Additionally, balancing parenting and academic responsibilities can be challenging — especially for women who often take on a greater load of childcare responsibilities in heterosexual partnerships. Garcia is currently on leave but explains that the inability to rely on outside childcare has created challenges. 

“It’s been kind of tricky,” Garcia said. “[My son] wants us to play with him, and so it’s been tricky to try to figure out what is going to be a schedule that allows us to take care of him, but also try to get some work done — try to make sure that we just don’t completely lose this whole entire leave, make sure that we’re able to do something.”

Gadsby speaks of a similar experience. Although she is already a tenured professor, balancing research, teaching, and parenting has been exhausting.  

“It’s meant having to really reorganize my workday so that I can only do work while [my daughter’s] on Zoom,” Gadsby said. “That allows me to keep one ear open to hear what’s happening because I have to — if the internet drops … if there’s a big problem, I need to be able to help with that. … There’s no separation between my work, her work, and home at all.
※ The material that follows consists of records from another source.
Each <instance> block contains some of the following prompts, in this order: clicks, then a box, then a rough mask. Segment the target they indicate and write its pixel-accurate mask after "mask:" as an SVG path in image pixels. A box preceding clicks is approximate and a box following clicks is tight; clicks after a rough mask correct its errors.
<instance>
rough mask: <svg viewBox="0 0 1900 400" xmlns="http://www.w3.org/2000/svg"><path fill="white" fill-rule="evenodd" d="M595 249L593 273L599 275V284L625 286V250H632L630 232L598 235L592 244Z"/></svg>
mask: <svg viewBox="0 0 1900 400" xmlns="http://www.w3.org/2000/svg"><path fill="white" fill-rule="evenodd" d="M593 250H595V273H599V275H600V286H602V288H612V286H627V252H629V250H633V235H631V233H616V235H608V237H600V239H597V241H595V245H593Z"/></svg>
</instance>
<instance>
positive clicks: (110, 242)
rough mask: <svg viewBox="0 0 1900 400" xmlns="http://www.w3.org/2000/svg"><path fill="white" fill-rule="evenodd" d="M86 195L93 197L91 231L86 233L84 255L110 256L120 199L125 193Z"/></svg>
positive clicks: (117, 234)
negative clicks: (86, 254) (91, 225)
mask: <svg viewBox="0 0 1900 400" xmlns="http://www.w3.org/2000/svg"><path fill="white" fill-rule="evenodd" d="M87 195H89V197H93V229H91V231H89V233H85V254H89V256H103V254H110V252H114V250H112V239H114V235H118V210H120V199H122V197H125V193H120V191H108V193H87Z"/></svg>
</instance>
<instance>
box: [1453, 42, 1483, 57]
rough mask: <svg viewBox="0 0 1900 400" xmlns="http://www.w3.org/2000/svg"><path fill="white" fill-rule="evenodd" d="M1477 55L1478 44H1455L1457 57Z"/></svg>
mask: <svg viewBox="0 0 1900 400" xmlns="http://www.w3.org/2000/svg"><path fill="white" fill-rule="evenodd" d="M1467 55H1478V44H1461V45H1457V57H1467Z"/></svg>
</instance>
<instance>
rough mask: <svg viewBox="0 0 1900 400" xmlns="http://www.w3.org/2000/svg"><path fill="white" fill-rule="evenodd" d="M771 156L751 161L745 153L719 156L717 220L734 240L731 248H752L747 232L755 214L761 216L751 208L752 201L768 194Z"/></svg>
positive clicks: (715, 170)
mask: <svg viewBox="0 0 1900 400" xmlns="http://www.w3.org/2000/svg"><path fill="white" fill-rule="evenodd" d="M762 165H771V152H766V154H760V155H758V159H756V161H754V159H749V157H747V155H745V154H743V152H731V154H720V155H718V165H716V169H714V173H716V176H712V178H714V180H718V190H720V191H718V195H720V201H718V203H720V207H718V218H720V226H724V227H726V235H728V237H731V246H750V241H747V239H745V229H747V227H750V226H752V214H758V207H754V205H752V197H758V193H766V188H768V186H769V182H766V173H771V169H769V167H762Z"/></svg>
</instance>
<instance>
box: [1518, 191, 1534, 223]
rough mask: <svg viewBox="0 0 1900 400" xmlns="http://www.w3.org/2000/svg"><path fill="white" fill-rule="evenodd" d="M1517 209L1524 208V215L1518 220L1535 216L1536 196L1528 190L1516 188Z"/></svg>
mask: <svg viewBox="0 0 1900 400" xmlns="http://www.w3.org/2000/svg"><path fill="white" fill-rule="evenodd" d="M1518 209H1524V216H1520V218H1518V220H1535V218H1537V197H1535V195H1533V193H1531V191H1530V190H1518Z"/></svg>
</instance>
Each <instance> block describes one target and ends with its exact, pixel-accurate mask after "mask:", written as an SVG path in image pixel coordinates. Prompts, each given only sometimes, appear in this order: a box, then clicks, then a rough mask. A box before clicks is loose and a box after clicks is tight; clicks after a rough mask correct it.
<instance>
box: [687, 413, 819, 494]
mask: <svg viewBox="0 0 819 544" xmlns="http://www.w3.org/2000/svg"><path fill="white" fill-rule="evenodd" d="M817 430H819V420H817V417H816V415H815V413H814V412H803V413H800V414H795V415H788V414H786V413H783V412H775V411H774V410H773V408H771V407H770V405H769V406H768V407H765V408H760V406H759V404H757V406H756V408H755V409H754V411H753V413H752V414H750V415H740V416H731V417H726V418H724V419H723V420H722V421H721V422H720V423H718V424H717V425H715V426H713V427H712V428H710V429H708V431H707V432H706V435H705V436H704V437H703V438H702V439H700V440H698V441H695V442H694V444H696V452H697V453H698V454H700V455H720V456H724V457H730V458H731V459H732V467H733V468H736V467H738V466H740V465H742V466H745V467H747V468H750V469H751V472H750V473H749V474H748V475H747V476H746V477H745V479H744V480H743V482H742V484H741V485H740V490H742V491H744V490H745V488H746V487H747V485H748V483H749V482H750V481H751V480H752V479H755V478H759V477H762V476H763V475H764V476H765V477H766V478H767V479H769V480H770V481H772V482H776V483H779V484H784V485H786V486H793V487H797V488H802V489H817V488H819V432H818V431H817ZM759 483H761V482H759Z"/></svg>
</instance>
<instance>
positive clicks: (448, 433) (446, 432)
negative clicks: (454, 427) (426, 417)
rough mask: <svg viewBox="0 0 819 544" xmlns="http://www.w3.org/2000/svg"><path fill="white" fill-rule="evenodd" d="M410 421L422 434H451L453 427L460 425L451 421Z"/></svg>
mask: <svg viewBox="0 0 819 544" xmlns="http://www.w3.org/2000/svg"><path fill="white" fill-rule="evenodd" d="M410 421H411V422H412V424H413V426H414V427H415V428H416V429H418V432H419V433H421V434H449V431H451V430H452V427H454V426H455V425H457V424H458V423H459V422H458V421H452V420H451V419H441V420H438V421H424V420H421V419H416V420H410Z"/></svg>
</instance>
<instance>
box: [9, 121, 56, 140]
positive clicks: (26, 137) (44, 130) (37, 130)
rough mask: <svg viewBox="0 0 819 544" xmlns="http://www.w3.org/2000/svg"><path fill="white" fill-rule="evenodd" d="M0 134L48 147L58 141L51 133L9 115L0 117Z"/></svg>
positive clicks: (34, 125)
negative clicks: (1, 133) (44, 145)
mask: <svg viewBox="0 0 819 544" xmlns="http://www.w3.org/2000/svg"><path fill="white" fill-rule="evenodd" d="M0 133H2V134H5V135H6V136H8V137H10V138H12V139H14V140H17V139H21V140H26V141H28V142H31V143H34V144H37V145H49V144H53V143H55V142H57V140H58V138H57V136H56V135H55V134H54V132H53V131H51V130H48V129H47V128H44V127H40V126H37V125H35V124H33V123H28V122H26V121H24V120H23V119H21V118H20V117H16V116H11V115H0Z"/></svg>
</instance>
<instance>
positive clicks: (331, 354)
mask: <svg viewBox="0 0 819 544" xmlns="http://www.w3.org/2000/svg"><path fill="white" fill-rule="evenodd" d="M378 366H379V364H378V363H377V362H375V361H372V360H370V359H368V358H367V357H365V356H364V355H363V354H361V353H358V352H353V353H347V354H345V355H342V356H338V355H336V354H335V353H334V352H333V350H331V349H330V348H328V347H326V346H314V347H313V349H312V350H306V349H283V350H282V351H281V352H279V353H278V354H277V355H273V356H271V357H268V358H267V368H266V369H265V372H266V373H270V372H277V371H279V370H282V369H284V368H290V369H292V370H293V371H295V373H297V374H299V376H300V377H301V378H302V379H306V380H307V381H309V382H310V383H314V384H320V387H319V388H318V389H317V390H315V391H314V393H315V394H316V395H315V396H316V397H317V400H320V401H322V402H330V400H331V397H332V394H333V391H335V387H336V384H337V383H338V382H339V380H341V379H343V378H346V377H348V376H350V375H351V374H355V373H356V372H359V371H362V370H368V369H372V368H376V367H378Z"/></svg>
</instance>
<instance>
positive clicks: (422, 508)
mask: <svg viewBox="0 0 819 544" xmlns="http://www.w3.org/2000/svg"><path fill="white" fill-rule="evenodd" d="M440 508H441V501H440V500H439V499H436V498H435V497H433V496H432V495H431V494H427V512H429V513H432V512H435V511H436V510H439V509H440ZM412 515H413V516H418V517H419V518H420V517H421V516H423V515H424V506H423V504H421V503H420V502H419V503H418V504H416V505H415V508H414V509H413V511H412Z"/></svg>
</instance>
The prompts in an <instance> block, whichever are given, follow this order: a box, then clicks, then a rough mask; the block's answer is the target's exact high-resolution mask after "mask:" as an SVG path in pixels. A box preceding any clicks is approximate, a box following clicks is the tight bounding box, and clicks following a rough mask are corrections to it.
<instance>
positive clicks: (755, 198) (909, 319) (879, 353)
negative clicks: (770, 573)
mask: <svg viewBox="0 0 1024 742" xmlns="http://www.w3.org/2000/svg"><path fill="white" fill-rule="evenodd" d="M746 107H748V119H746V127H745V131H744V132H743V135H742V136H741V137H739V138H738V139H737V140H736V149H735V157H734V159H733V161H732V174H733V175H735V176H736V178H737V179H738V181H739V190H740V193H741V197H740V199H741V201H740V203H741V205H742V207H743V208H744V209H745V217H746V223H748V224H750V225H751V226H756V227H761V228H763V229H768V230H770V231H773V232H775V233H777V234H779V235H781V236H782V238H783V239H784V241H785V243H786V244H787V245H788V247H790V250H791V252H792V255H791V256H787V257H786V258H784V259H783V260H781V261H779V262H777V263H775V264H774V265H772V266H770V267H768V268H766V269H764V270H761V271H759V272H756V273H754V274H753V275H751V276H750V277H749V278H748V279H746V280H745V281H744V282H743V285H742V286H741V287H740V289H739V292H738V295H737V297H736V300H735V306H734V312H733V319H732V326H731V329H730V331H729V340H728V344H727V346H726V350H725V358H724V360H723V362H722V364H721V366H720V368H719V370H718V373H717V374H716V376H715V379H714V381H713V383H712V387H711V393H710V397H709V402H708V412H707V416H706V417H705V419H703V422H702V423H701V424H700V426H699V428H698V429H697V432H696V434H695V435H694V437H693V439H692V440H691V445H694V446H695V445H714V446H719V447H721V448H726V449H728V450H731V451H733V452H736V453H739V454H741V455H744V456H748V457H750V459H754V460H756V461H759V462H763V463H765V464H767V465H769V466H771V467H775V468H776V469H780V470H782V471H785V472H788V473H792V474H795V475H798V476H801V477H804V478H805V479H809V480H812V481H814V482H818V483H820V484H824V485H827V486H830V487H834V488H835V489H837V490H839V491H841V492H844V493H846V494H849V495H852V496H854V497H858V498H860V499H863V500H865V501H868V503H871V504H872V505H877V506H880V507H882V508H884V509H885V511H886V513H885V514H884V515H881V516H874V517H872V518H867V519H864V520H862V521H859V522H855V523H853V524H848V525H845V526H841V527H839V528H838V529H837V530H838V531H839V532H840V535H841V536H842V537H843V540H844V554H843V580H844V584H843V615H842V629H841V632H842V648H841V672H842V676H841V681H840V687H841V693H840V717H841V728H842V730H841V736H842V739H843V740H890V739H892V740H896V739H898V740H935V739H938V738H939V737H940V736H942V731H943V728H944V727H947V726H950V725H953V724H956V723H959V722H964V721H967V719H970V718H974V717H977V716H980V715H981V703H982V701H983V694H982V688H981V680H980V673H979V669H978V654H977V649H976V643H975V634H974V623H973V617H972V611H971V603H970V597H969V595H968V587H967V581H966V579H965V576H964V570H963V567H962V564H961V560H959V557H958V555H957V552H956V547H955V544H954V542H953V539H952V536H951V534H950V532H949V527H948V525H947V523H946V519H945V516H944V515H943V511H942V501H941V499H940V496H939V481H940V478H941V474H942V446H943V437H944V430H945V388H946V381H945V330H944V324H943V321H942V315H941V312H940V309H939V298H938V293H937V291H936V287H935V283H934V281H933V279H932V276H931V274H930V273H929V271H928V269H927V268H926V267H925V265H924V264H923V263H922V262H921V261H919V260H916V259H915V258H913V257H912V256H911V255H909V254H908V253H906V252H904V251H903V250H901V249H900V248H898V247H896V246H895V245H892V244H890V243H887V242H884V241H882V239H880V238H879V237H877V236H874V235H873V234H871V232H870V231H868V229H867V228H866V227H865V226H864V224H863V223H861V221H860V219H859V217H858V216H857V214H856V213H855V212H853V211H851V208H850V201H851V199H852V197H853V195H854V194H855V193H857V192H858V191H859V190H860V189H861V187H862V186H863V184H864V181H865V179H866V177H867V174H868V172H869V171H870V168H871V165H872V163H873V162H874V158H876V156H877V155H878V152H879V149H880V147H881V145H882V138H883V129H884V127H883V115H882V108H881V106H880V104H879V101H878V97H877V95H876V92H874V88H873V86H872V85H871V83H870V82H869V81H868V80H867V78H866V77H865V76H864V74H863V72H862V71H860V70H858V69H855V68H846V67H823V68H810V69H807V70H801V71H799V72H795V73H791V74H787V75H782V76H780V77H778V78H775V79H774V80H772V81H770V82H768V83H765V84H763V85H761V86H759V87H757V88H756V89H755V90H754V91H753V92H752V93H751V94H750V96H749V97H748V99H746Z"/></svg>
And that is really challenging and it makes it almost impossible to do your scholarship in any meaningful way.”

Some professors feel that the College could go farther to support parents, not just during the pandemic, but also in more typical times. 

“The pandemic has made it clear that the expense to stay on track if you don’t have family support or something is pretty considerable, and I don’t know that that’s really taken into account anywhere,” Ramos said. “With something short-term, like a pandemic, giving more time makes sense. But in a long-term career trajectory, that really just sets women and single parents [behind], if the solution is to just allow for more time rather than offer some sort of resource.”

Despite the enormous challenges that College faculty and parents everywhere face right now, new research has shown that there are reasons to be hopeful. A working paper from the National Bureau of Economic Research revealed that with many men at home right now, there may be a breakdown of household gender norms as men take on more responsibilities with housework and childcare. 

Although it is still too early to see the long-term effects of the pandemic on academia, Oberlin’s administration hopes that the changes it has made will help minimize these disparities.